= Girolamo Diruta =

Italian composer, organist and music theorist

Girolamo Diruta (c. 1546 - 1624 or 1625) was an Italian organist, music theorist, and composer. He was famous as a teacher, for his treatise Il Transilvano (Venice, 1st part 1593; 2nd part 1609-10) on counterpoint, and for his part in the development of keyboard technique, particularly on the organ. He was born in Deruta, near Perugia.

==Biography==
Diruta was born in Deruta in 1546 c. He became a friar minor conventual in the convent Perugia in 1566; later, from 1569 to 1574, he was in the convent of Correggio. Around 1578 he moved to Venice, where he met Claudio Merulo, Gioseffo Zarlino and Costanzo Porta (who was also a friar minor conventual), and he probably studied with each of them. Merulo mentioned Diruta in a prefatory letter to the Transilvano (1593), as one of his finest students.

From 1580 until 1585 he was organist at the Gubbio cathedral. He returned in Venice at the Frari convent, where he was organist from 1586 until 1589. By 1593 he was organist at Chioggia cathedral. In these year he dedicated the first part of his treatise Il Transilvano to Sigismund Bathory, prince of Transylvania.

Later he returned to live in Umbria.
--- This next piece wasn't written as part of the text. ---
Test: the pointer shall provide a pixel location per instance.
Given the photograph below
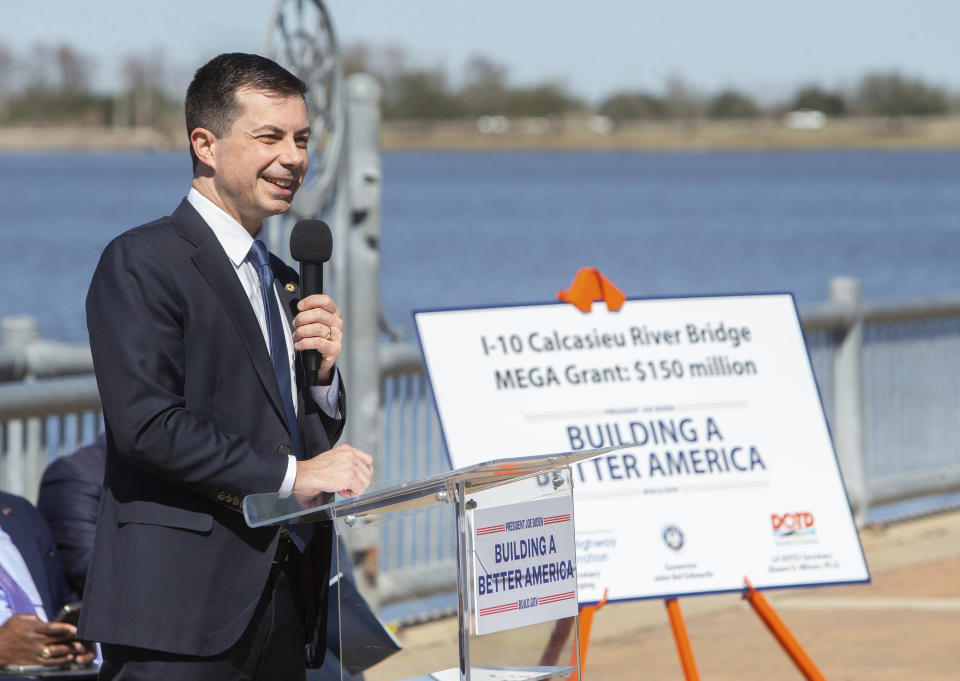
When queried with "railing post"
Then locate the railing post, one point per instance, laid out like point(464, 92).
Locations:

He was again organist at the Gubbio cathedral from 1604 to 1610.

In 1610 from Gubbio he dedicated the second part of his treatise Il Transilvano to Leonora Orsini Sforza, niece of Grand Duke Ferdinand I of Tuscany.

He died in Deruta in 1624 or 1625.

His nephew Agostino Diruta (c. 1595 - c. 1647) was also a composer, and his pupil.

==Works==
Diruta's major work is a treatise in two parts on organ playing, counterpoint, and composition, entitled Il Transilvano (The Transylvanian) published for the first time in 1593; it is in the form of a dialog with Istvan de Josíka, a diplomat from Transylvania whom Diruta met during one of Josíka's missions to Italy. It is one of the first practical discussions of organ technique which differentiates organ technique from keyboard technique on other instruments. His fingerings largely follow the usual ones of his times: for example, his fingering for a C major scale never includes the thumb, and crosses the middle finger over the ring finger: his work is one of the earliest attempts in Italy to establish consistency in keyboard fingering.

As a contrapuntist, Diruta anticipates Fux in describing the different "species" of counterpoint: note against note, two notes against one, suspensions, four notes against one, and so forth. Unlike Fux, he defines a less-rigorous kind of counterpoint that was adequate for improvisation; for example it neither requires contrary motion nor prohibits successive perfect consonances. It describes contemporary keyboard practice well, as can be observed from the contemporary toccatas and canzonas of composers such as Merulo.

Diruta included many of his own compositions in Il Transilvano, and they are mostly didactic in nature, showing different kinds of figuration, and presenting different kinds of performance problems. These four toccate are among the earliest examples of the etude.

The Prima parte also includes toccatas by other composers of the time, chosen for their musical and didactic value: Claudio Merulo, Andrea Gabrieli, Giovanni Gabrieli, Luzzasco Luzzaschi, Antonio Romanini, Paolo Quagliati, Vincenzo Bellavere and Gioseffo Guami. The Seconda parte includes ricercares by Luzzaschi, Gabriele Fattorini and Adriano Banchieri.